Let's Talk About....
Putting It Up
Food storage for improved health, money savings and the ability to enjoy your harvest all year
As fall approaches, we turn our attention to harvesting the vegetables and fruits we've spent months nurturing. But, if we're lucky, there's way more than we can possibly eat in one sitting. What to do with the harvest, how to preserve it and keep it full of vitality and nutrients has long fascinated cooks across generations and boundaries.

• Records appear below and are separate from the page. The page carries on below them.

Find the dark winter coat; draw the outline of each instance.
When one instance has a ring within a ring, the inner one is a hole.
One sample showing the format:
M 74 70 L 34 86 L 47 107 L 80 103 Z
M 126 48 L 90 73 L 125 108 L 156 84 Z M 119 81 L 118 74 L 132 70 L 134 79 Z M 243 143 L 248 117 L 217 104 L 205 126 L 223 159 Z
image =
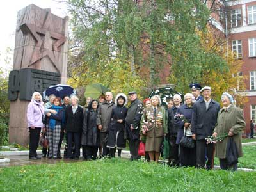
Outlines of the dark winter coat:
M 128 108 L 127 115 L 125 118 L 125 131 L 128 138 L 132 140 L 139 139 L 140 136 L 140 123 L 142 114 L 143 113 L 143 105 L 138 99 L 135 99 L 131 102 Z M 131 125 L 134 129 L 131 131 Z
M 170 137 L 177 137 L 178 132 L 179 126 L 174 124 L 174 116 L 177 109 L 178 108 L 173 106 L 168 110 L 168 132 Z
M 125 119 L 127 113 L 127 108 L 118 106 L 113 109 L 111 113 L 111 121 L 108 130 L 107 147 L 117 148 L 125 148 L 125 140 L 124 138 Z M 123 120 L 122 123 L 118 123 L 118 120 Z
M 73 114 L 71 106 L 66 108 L 65 111 L 64 129 L 66 132 L 81 132 L 83 127 L 83 108 L 78 106 L 77 109 Z
M 191 122 L 192 119 L 192 108 L 188 107 L 186 104 L 180 106 L 177 110 L 176 113 L 182 114 L 184 118 L 188 120 L 188 123 Z M 175 118 L 174 125 L 179 127 L 177 136 L 176 144 L 179 144 L 181 138 L 184 136 L 184 125 L 185 122 L 180 118 Z
M 204 100 L 196 102 L 193 106 L 191 132 L 196 140 L 204 140 L 212 134 L 217 122 L 220 104 L 211 99 L 206 110 Z
M 196 101 L 200 101 L 200 100 L 204 100 L 204 97 L 202 97 L 201 95 L 199 95 L 199 96 L 196 98 Z
M 97 125 L 97 112 L 92 109 L 86 109 L 83 120 L 81 144 L 87 146 L 99 146 L 100 131 Z
M 110 116 L 111 111 L 115 105 L 113 102 L 108 104 L 107 101 L 100 104 L 98 108 L 98 116 L 97 118 L 97 125 L 102 125 L 102 129 L 101 132 L 108 132 L 108 127 L 110 123 Z

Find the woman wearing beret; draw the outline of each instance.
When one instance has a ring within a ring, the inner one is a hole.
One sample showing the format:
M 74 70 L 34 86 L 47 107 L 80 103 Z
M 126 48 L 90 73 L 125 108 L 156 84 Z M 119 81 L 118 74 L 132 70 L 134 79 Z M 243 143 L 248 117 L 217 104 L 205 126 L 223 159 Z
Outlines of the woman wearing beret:
M 150 161 L 158 162 L 160 156 L 160 146 L 167 132 L 167 116 L 165 109 L 161 107 L 159 95 L 151 98 L 151 106 L 145 109 L 142 122 L 142 132 L 146 134 L 146 148 Z
M 193 105 L 196 102 L 195 97 L 191 93 L 184 95 L 185 104 L 179 107 L 174 117 L 174 123 L 179 127 L 176 144 L 179 145 L 179 160 L 181 166 L 196 166 L 196 148 L 186 148 L 179 145 L 182 136 L 192 138 L 191 130 Z
M 57 159 L 58 147 L 59 145 L 61 125 L 63 119 L 63 108 L 61 106 L 61 100 L 60 97 L 53 99 L 53 104 L 49 108 L 55 110 L 57 113 L 50 112 L 46 113 L 46 128 L 49 139 L 49 159 Z
M 125 107 L 127 102 L 127 97 L 124 93 L 118 94 L 115 99 L 115 107 L 112 109 L 107 143 L 107 147 L 109 148 L 109 156 L 111 157 L 115 157 L 116 148 L 118 157 L 121 157 L 122 149 L 125 148 L 124 125 L 127 113 L 127 108 Z
M 44 108 L 42 95 L 39 92 L 34 92 L 31 101 L 28 106 L 27 120 L 29 129 L 29 159 L 37 159 L 36 150 L 38 147 L 41 129 L 43 127 L 42 120 L 44 118 Z
M 92 100 L 84 112 L 81 144 L 86 151 L 84 156 L 85 160 L 97 159 L 97 152 L 100 145 L 100 130 L 96 123 L 98 107 L 98 101 Z
M 236 170 L 238 157 L 243 156 L 241 131 L 245 127 L 245 121 L 242 111 L 232 104 L 234 100 L 229 93 L 223 93 L 221 100 L 223 107 L 218 113 L 217 125 L 212 135 L 218 136 L 218 135 L 226 134 L 228 136 L 223 139 L 221 141 L 218 141 L 216 143 L 215 154 L 220 159 L 221 169 Z M 227 147 L 230 148 L 229 147 L 232 147 L 232 145 L 234 146 L 234 143 L 236 159 L 231 162 L 231 156 L 227 148 Z

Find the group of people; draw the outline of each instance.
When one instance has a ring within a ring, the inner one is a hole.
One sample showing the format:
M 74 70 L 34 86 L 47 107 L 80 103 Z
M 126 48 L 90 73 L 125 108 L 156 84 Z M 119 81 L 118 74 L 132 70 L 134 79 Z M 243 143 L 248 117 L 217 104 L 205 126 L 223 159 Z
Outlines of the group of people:
M 233 97 L 227 92 L 221 95 L 221 109 L 211 98 L 211 87 L 202 88 L 193 83 L 190 88 L 192 93 L 184 95 L 184 104 L 181 104 L 181 97 L 175 95 L 173 106 L 168 109 L 170 164 L 212 169 L 215 155 L 221 169 L 236 170 L 238 157 L 242 156 L 241 132 L 245 127 L 242 111 L 234 104 Z M 193 148 L 180 145 L 184 136 L 195 141 Z M 218 136 L 222 136 L 221 141 L 215 145 L 205 140 Z M 231 145 L 237 152 L 236 161 L 232 162 L 229 161 Z
M 96 159 L 98 149 L 100 156 L 115 157 L 117 148 L 120 157 L 127 140 L 131 160 L 135 160 L 141 157 L 138 152 L 143 136 L 147 158 L 157 162 L 165 137 L 169 144 L 170 166 L 204 168 L 206 163 L 206 168 L 211 169 L 215 151 L 221 168 L 236 170 L 237 161 L 230 163 L 227 148 L 232 142 L 237 158 L 242 156 L 241 132 L 245 122 L 241 111 L 227 92 L 221 96 L 223 107 L 220 109 L 220 104 L 211 98 L 211 87 L 201 88 L 199 84 L 193 83 L 190 88 L 192 93 L 185 94 L 184 104 L 180 95 L 175 94 L 168 100 L 167 109 L 161 105 L 159 96 L 152 96 L 142 102 L 136 92 L 128 93 L 129 108 L 124 93 L 117 94 L 115 100 L 110 92 L 98 100 L 87 98 L 87 105 L 82 107 L 76 96 L 64 97 L 61 103 L 60 98 L 52 95 L 44 105 L 40 93 L 35 92 L 27 112 L 29 158 L 40 158 L 36 149 L 42 129 L 49 140 L 48 158 L 62 157 L 60 147 L 65 134 L 67 159 L 78 159 L 81 146 L 84 159 Z M 216 146 L 207 143 L 206 138 L 224 133 L 228 136 Z M 192 138 L 195 147 L 180 145 L 184 136 Z

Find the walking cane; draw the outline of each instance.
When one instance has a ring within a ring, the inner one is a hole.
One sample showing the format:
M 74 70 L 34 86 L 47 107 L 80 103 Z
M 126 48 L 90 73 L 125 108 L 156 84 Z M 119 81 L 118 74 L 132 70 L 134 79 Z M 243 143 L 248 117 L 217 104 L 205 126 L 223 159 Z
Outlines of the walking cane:
M 215 143 L 213 143 L 213 154 L 212 154 L 212 164 L 211 166 L 211 168 L 213 169 L 214 167 L 214 157 L 215 157 Z

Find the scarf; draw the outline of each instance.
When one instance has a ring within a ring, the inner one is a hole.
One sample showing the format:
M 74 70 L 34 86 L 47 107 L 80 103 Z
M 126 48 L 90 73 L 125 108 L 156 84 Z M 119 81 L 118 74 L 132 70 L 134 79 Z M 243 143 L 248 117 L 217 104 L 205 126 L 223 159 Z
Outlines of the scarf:
M 57 113 L 58 113 L 60 110 L 63 109 L 63 108 L 61 106 L 56 106 L 52 105 L 51 109 L 56 111 Z M 49 127 L 53 130 L 55 129 L 55 124 L 56 124 L 56 120 L 50 117 L 50 120 L 49 121 Z

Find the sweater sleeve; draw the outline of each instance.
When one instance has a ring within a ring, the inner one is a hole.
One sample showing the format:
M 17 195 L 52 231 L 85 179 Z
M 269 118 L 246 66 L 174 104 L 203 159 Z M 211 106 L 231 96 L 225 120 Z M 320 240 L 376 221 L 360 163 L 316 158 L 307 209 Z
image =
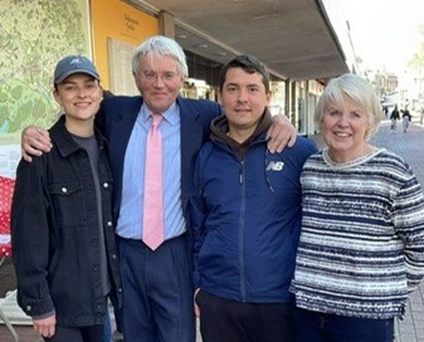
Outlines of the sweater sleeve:
M 42 158 L 22 160 L 12 201 L 12 257 L 18 280 L 18 301 L 32 317 L 54 312 L 47 280 L 49 229 L 48 195 Z
M 408 291 L 424 277 L 424 196 L 410 169 L 394 198 L 392 217 L 396 233 L 403 242 Z

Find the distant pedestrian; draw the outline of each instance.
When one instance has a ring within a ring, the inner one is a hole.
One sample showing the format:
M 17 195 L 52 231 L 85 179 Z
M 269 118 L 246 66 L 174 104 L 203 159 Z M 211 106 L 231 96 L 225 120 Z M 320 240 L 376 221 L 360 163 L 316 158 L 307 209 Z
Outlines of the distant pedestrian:
M 396 122 L 397 120 L 400 120 L 400 117 L 399 116 L 399 111 L 397 109 L 397 105 L 394 106 L 394 109 L 392 111 L 392 114 L 390 114 L 390 120 L 392 121 L 391 125 L 390 125 L 390 129 L 392 131 L 396 130 Z
M 402 112 L 402 125 L 403 126 L 403 132 L 406 133 L 408 127 L 409 126 L 409 121 L 411 121 L 411 115 L 407 108 L 400 111 Z
M 382 116 L 365 79 L 330 81 L 314 116 L 328 147 L 300 176 L 298 340 L 392 341 L 394 318 L 424 277 L 421 186 L 401 158 L 369 143 Z

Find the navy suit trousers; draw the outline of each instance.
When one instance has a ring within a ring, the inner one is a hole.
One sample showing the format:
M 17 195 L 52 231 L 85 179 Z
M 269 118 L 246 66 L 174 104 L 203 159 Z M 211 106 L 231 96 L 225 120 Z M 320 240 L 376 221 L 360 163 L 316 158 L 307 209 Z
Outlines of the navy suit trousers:
M 186 235 L 152 251 L 117 237 L 125 342 L 194 342 L 193 288 Z

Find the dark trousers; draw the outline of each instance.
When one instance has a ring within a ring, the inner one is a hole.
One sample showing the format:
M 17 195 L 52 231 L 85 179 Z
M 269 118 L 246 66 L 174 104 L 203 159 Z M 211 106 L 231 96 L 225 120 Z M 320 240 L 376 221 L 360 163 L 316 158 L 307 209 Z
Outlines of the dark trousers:
M 200 291 L 203 342 L 294 342 L 293 304 L 228 300 Z
M 194 342 L 193 284 L 185 234 L 152 251 L 118 237 L 125 342 Z
M 299 342 L 393 342 L 393 319 L 370 319 L 295 310 Z
M 80 327 L 56 326 L 53 337 L 44 338 L 46 342 L 102 342 L 104 326 L 90 325 Z

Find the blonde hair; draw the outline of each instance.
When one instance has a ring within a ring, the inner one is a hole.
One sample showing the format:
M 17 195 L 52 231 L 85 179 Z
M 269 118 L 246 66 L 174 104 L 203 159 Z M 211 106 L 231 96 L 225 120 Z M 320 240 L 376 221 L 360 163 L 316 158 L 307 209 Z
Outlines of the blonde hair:
M 378 128 L 382 118 L 382 110 L 374 89 L 366 80 L 358 75 L 345 73 L 328 82 L 315 109 L 315 123 L 321 128 L 322 117 L 329 103 L 344 107 L 344 96 L 347 96 L 359 106 L 367 116 L 368 127 L 365 139 L 368 140 Z

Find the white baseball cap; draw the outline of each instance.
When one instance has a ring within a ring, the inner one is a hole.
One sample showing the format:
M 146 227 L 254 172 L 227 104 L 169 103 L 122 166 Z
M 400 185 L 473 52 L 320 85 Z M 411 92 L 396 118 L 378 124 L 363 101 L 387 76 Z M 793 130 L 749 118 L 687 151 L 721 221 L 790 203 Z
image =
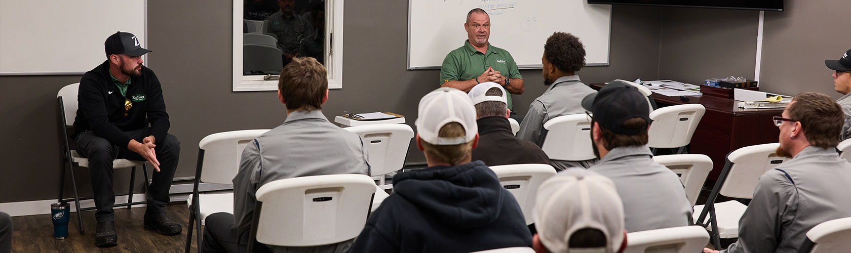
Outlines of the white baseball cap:
M 457 145 L 476 138 L 476 107 L 470 97 L 456 88 L 441 87 L 420 99 L 420 117 L 414 124 L 420 138 L 434 145 Z M 460 138 L 437 137 L 440 128 L 448 123 L 458 122 L 465 134 Z
M 603 232 L 605 252 L 620 250 L 624 241 L 624 205 L 611 179 L 572 168 L 550 177 L 538 190 L 546 194 L 538 194 L 532 218 L 539 239 L 550 252 L 568 252 L 570 237 L 582 228 Z
M 502 91 L 502 96 L 486 96 L 490 88 L 498 87 Z M 500 84 L 493 82 L 483 82 L 477 84 L 470 90 L 468 93 L 470 95 L 470 99 L 473 101 L 473 105 L 478 104 L 479 103 L 485 101 L 500 101 L 503 104 L 508 104 L 508 99 L 505 98 L 505 89 L 502 87 Z

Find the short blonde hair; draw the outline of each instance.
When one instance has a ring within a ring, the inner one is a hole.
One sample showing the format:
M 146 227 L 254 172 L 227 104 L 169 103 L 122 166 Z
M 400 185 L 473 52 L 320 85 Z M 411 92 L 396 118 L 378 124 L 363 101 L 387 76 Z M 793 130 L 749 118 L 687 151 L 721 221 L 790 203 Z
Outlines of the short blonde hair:
M 463 138 L 465 134 L 464 127 L 458 122 L 447 123 L 437 132 L 437 136 L 442 138 Z M 423 140 L 421 144 L 426 153 L 437 159 L 437 161 L 447 162 L 451 166 L 460 164 L 473 150 L 473 141 L 455 145 L 435 145 Z
M 322 110 L 328 90 L 328 70 L 310 57 L 294 58 L 277 79 L 277 90 L 283 96 L 287 110 Z

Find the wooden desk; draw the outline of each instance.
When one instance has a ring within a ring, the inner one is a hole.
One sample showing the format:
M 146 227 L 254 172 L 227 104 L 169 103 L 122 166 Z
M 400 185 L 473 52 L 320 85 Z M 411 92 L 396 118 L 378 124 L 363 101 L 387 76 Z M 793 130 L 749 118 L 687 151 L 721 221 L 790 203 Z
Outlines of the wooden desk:
M 599 90 L 603 83 L 592 83 L 591 87 Z M 688 153 L 703 154 L 712 159 L 712 171 L 709 179 L 716 180 L 724 167 L 725 158 L 730 151 L 739 148 L 778 142 L 780 128 L 771 117 L 780 115 L 783 109 L 749 109 L 738 107 L 733 98 L 711 96 L 688 96 L 688 101 L 679 97 L 668 97 L 654 93 L 659 107 L 675 104 L 700 104 L 706 113 L 700 119 L 694 135 L 692 136 Z

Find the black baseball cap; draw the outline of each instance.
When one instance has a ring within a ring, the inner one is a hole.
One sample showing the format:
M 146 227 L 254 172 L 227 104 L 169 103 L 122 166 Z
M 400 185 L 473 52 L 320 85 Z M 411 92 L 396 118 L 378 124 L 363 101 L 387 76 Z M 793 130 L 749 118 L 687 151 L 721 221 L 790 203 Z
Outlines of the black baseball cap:
M 600 92 L 582 98 L 582 108 L 594 115 L 594 121 L 600 127 L 623 135 L 647 131 L 647 124 L 636 128 L 624 127 L 624 122 L 632 118 L 643 118 L 650 122 L 650 110 L 647 104 L 647 98 L 637 87 L 620 80 L 612 81 Z
M 851 58 L 848 58 L 848 53 L 851 53 L 851 49 L 845 51 L 845 54 L 839 59 L 825 59 L 825 65 L 828 69 L 837 71 L 851 71 Z
M 129 56 L 142 56 L 151 52 L 140 46 L 136 36 L 129 32 L 121 31 L 116 31 L 106 38 L 106 42 L 104 42 L 104 49 L 106 49 L 107 56 L 122 53 Z

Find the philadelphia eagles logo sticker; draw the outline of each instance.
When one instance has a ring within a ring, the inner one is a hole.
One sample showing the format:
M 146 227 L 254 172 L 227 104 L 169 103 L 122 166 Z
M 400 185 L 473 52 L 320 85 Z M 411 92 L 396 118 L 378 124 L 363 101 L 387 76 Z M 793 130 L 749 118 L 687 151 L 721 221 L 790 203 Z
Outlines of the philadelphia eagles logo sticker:
M 146 97 L 145 97 L 145 94 L 135 94 L 133 95 L 133 97 L 131 97 L 130 99 L 133 100 L 133 102 L 142 102 L 145 101 L 146 98 Z

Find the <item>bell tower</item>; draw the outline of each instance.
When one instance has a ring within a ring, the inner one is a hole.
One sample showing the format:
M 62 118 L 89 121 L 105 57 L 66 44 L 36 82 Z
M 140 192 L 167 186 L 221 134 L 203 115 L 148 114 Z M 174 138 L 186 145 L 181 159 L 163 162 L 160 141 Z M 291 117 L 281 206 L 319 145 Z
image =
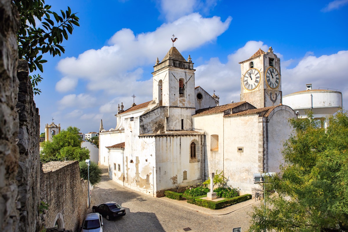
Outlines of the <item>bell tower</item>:
M 239 64 L 241 101 L 257 108 L 282 103 L 280 59 L 273 53 L 271 47 L 267 53 L 260 48 Z
M 187 61 L 173 46 L 161 61 L 157 58 L 153 68 L 153 100 L 159 106 L 169 107 L 166 129 L 192 130 L 196 70 L 190 56 Z

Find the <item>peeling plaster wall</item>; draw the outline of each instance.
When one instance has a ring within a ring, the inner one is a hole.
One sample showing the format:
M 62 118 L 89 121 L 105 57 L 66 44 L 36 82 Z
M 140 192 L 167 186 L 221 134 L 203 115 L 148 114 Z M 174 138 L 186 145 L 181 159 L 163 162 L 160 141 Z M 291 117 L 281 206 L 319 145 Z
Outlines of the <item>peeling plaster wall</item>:
M 164 128 L 165 117 L 168 114 L 168 107 L 159 106 L 141 115 L 140 134 L 155 134 L 162 128 Z
M 195 128 L 204 130 L 206 141 L 206 153 L 205 162 L 205 176 L 209 177 L 209 174 L 220 171 L 223 169 L 224 154 L 224 119 L 223 112 L 216 114 L 197 116 L 193 117 Z M 219 136 L 219 150 L 211 150 L 211 138 L 213 135 Z
M 190 162 L 190 145 L 197 142 L 197 160 Z M 204 135 L 157 136 L 156 137 L 156 190 L 175 189 L 199 183 L 204 177 Z M 183 179 L 187 172 L 187 179 Z M 203 177 L 203 178 L 202 178 Z
M 259 121 L 259 118 L 261 119 Z M 224 118 L 225 176 L 228 184 L 240 190 L 240 194 L 251 193 L 253 188 L 254 173 L 260 172 L 263 160 L 263 125 L 262 117 L 258 115 L 243 115 Z M 242 147 L 243 152 L 237 152 Z
M 284 161 L 282 154 L 283 144 L 293 130 L 290 123 L 285 119 L 295 117 L 291 108 L 282 105 L 275 109 L 268 117 L 267 172 L 280 171 L 279 166 Z

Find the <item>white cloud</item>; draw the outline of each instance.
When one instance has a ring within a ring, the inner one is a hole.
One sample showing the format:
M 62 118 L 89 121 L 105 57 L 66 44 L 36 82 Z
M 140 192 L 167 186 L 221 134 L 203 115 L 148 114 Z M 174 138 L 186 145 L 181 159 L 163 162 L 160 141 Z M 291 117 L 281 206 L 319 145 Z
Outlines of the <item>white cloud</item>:
M 58 105 L 61 109 L 70 107 L 76 107 L 79 109 L 94 106 L 96 99 L 88 94 L 69 94 L 64 96 L 58 101 Z
M 74 110 L 65 115 L 66 118 L 77 118 L 83 113 L 81 110 Z
M 322 9 L 323 12 L 327 12 L 339 8 L 348 3 L 348 0 L 335 0 L 329 2 L 327 5 Z
M 132 76 L 128 82 L 139 79 L 142 73 L 138 67 L 154 64 L 157 56 L 167 53 L 172 43 L 168 35 L 173 32 L 179 39 L 175 45 L 182 52 L 215 41 L 227 29 L 231 20 L 229 17 L 223 22 L 220 17 L 205 18 L 193 13 L 136 36 L 130 29 L 122 29 L 110 39 L 109 46 L 61 60 L 57 68 L 65 77 L 57 86 L 82 79 L 87 80 L 89 90 L 119 89 L 117 85 L 124 83 L 125 77 Z
M 73 90 L 77 85 L 78 80 L 76 78 L 65 77 L 56 84 L 56 90 L 64 93 Z

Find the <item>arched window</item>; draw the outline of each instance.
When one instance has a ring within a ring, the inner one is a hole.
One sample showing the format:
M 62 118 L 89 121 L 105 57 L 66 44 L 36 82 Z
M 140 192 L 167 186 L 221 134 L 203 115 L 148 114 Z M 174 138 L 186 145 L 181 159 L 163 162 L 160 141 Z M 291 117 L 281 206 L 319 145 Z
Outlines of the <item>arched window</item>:
M 190 149 L 191 159 L 196 158 L 196 144 L 194 142 L 191 143 Z
M 184 84 L 184 80 L 182 78 L 179 79 L 179 96 L 180 97 L 185 97 L 185 85 Z

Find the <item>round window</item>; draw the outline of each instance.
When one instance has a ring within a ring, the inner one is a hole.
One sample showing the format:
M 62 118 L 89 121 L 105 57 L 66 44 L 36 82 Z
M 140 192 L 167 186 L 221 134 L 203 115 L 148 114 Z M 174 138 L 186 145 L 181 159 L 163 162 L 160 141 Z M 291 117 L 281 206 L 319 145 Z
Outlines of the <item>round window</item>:
M 202 98 L 203 98 L 203 95 L 200 93 L 199 93 L 197 94 L 197 98 L 199 100 L 201 100 Z

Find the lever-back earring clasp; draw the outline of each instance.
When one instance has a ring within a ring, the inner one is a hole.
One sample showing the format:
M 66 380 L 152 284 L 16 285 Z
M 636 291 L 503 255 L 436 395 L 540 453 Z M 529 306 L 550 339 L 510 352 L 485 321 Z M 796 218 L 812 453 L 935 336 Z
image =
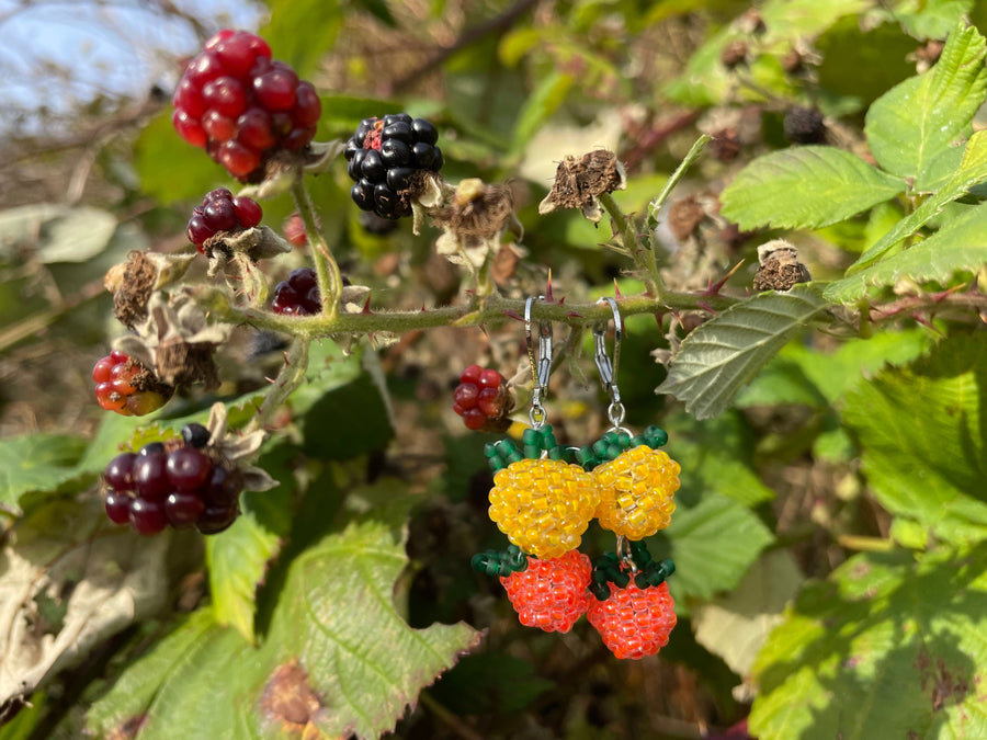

"Food preservation techniques can be divided into two categories: the modern scientific methods that remove the life from food, and the natural 'poetic' methods that maintain or enhance the life in food. The poetic techniques produce... foods that have been celebrated for centuries and are considered gourmet delights today," said organic farmer Eliot Coleman in his foreword to "Preserving Food Without Freezing or Canning,"
Freezing
Freezing is an obvious preservation method. In the late 1800s Clarence Birdseye discovered that quick freezing at very low temperatures made for better tasting meats and vegetables. Blanching your vegetables and fruits prior to freezing works best. Do not freeze in glass jars as the ice will expand and break the glass.
Fermenting
Fermentation was not invented, but rather discovered. Barley is fermented into beer, fruits into wine, cabbage into Kim chi or sauerkraut, apple cider into vinegar, and much more. Fermentation preserves foods, while making it more nutritious since microorganisms responsible for fermentations can produce vitamins and probiotics as they ferment.
Pickling
Pickling is preserving foods in vinegar. Vinegar is produced from starches or sugars fermented first to alcohol and then the alcohol is oxidized by certain bacteria to acetic acid. Wines, beers and ciders are all routinely transformed into vinegars.
Canning
The most common practice for preserving food is to can (jar, or bottle). By using lemon juice or vinegar in the right containers you can have fruits and vegetables all year.
Drying
Vegetables and fruits were dried from the earliest times. Back in the day, the sun and wind would have naturally dried foods. Later cultures had more methods and materials to reflect their food supplies.A fire was used to create the heat needed to dry foods and in some cases smoking them as well. Now we have dehydrators to do this work. Dehydrators are used as well for meat and fish curing. Steaming or blanching also is recommended for vegetables to inactivate enzymes that cause vegetables to mature, or toughen during drying.